Telenet saw its TV base decline by 3% in the year to March to 1.799 million, fuelled b a 25% drop in basic video subs, who now number only 110,500. The company’s enhanced video base also fell by 1% to 1.688 million, while triple-play customers – a proposition that has historically been central to the company’s strategy – declined by 3%.
Fixed-mobile convergence customers, on the other hand, rose by 18,700 net new customers. Fixed ARPU also rose on the back of a higher share of higher-tier broadband and multi-play customers and price increases.

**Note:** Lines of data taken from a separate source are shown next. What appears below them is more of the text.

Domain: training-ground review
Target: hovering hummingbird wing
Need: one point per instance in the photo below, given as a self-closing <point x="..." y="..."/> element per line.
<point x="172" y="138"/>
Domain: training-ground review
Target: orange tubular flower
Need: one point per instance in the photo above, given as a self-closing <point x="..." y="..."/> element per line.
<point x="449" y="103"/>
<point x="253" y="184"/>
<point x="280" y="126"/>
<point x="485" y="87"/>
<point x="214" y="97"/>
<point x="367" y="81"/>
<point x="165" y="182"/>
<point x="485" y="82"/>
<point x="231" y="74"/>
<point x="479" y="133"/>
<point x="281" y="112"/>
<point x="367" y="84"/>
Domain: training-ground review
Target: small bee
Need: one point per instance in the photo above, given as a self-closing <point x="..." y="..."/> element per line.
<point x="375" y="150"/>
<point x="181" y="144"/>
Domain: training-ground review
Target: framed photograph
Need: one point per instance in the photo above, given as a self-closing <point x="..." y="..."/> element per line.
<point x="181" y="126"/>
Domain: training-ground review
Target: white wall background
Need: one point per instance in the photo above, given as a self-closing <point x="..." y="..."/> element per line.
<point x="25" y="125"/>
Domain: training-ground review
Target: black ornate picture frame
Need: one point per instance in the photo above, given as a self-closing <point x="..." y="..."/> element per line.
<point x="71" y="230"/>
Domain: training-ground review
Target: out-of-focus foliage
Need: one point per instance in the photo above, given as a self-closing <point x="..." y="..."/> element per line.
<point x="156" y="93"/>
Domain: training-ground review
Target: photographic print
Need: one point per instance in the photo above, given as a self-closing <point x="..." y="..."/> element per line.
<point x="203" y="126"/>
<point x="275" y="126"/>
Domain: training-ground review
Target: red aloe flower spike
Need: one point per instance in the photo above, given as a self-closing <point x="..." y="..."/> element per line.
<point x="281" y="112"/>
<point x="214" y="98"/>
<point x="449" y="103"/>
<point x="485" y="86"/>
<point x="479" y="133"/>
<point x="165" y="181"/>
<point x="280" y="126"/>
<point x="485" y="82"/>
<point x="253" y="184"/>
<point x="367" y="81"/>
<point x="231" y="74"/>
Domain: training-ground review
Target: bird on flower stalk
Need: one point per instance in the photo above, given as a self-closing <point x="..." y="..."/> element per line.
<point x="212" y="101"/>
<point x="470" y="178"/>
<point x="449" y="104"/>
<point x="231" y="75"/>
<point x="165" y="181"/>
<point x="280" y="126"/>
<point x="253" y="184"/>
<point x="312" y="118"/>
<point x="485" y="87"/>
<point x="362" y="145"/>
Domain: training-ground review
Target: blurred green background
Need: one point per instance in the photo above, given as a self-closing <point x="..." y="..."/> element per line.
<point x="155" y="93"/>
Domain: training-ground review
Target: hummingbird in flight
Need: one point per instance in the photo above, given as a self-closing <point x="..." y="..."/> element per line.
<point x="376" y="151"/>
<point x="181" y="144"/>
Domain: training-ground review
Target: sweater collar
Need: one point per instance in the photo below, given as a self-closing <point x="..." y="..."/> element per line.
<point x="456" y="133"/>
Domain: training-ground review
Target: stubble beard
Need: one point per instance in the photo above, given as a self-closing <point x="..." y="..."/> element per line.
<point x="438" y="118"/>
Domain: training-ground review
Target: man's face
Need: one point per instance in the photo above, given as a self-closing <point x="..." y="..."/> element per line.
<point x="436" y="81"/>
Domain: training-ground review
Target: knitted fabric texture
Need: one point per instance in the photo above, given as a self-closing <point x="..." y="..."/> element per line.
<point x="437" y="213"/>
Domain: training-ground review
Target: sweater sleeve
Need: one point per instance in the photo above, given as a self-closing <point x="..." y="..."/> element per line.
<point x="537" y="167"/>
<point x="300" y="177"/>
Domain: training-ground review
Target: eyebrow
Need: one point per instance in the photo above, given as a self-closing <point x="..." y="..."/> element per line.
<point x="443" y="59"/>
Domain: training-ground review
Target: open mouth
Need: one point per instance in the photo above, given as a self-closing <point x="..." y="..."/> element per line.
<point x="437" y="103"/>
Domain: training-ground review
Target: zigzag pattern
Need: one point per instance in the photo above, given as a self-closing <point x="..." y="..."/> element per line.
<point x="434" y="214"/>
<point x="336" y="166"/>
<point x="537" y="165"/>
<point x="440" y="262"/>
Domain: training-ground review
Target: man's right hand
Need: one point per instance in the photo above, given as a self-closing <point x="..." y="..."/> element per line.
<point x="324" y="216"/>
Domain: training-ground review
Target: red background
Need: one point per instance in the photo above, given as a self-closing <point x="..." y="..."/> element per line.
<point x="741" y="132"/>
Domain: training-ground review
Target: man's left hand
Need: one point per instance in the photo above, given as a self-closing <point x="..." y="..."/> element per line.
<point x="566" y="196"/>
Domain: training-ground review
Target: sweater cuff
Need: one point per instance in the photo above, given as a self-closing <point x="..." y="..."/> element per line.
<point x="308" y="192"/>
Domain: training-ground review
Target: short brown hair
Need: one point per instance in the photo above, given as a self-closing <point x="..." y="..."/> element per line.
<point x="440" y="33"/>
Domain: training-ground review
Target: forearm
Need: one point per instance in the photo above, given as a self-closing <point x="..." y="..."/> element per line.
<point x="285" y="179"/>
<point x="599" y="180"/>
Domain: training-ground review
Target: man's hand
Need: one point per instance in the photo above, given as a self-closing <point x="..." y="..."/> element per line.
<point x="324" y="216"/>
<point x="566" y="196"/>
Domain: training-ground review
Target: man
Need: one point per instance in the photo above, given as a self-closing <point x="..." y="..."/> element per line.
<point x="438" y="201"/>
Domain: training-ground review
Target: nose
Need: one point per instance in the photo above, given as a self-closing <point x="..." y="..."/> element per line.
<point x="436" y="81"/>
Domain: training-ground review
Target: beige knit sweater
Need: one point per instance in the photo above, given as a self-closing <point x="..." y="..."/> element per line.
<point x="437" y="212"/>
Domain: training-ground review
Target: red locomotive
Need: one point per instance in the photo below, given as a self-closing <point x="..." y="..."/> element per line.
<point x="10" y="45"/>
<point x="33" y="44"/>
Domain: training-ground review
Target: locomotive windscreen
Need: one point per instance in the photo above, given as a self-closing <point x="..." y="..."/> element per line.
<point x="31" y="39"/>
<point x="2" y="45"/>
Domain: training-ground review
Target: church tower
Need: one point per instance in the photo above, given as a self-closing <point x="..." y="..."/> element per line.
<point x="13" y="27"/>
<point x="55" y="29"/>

Telenet has recently given more focus to FMC, replacing its WIGO an YUGO bundles with new offerings giving more flexibility in combining fixed and mobile data.
The company posted Q1 revenues of €646 million, down 1%, an improvement on the prior year period, when it was hit by the first phase of the COVID-19 pandemic. Cable subscription revenue grew by 2% on the back of a strong broadband performance.
EBITDA was down by 3% to €334 million for the quarter, driven by the cost of content for premium entertainment packages and Belgian football broadcasting rights.
CEO John Porter noted that “COVID-19 continued to have a negative impact on both interconnect and usage-related revenue due to changing digital customer behaviour” but pointed to strong broadband and FMC grpwth.